Anderson went out abruptly without waiting to make his purchase. He
felt as repelled as only a man of his temperament can feel. No woman
could equal his sense of utter disgust, first with the quite innocent
girl herself, next with the young physician for his insistence upon
the subject. His wrath against young Eastman, his unreasoning and
ridiculous wrath, swelled high as he dwelt upon the outrage of his
desertion of a girl like his little Charlotte, that little creature
of fire and dew, for this full-blown rose of a woman--the outrage to
her and to himself. When he got home, his mother inquired anxiously
what the matter was.

"Nothing, dear," he replied, brusquely.

"You look as if something worried you," said she. She had been taking
a little evening toddle on her tiny, slippered feet out in the
old-fashioned flower-garden beside the house, and she had a little
bunch of sweet herbs, which she dearly loved, in her hand.

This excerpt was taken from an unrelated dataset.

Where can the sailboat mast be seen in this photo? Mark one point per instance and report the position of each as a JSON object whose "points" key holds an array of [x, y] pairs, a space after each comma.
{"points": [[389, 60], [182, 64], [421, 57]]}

She
fastened a sprig of thyme in his coat as she stood talking to him,
and the insistent odor seemed as real as a presence when he breathed.
"nothing has gone wrong with your business, has there?" she inquired,
lovingly.

"No, mother," he replied, and moved away from her gently, with the
fragrance of the thyme strong in his consciousness.

His mother put her sweet nosegay in water. Then she went to bed, and
Anderson sat on the stoop. Young Eastman and the Van Dorn girl passed
after he sat there, and he thought with a loving passion of
protection of poor little Charlotte alone at home. "I'll warrant the
poor child is watching for that good-for-nothing scoundrel this
minute," he told himself. He would have liked to knock young Eastman
down; it would have delighted his soul to kick him; he would have
given a good deal to have had him at the top of the steps.

The weather was intensely warm. He heard his mother fling her bedroom
blinds wide open to catch all the air. The sky was clear, but all
along the northwest horizon was a play of lightning from a
far-distant storm.

Anderson lit another cigar. The night seemed to grow more and more
oppressive. When a breath of wind came, it was like a hot breath of
some fierce sentiency. A disagreeable odor from something was also
borne upon it. The odors of the flowers seemed in abeyance. The play
of blue-and-rosy light along the northwest horizon continued.
Anderson got a certain pleasure from watching it. Nature's
spectacularity diverted him, as if he had been a child, from his own
affairs, which seemed to give him a dull pain. Between the flashes he
asked himself why.

"It is just right," he told himself; "just what I desired. Why do I
feel this way?"

Presently he decided with self-deception that it was because of the
recent scene in the drug store. He remembered quite distinctly the
young man's gaze at the stout, blue-eyed girl. "What right had the
fellow to look at another girl after that fashion?" he said to
himself. Then it struck him suddenly as being perhaps impossible for
him ever to look at Charlotte in just that fashion. He thought with a
thrill of indignant pride that there was a maiden who would have the
best of love as her right. Then sitting there he heard a quick tread
and a trill of whistle as meaningless as that of a robin, and young
Eastman himself came alongside. He stopped before the gate.

"Hullo!" he said, suddenly.

"Hullo!" responded Anderson.

"Got a match?" said Eastman.

"Sure."

Eastman sprang up the steps until he came in reach of Anderson's
proffered handful of matches. "Hotter 'n blazes," he remarked, as he
scratched a match on his trousers leg.

"Hottest night of the season so far, I think," responded Anderson.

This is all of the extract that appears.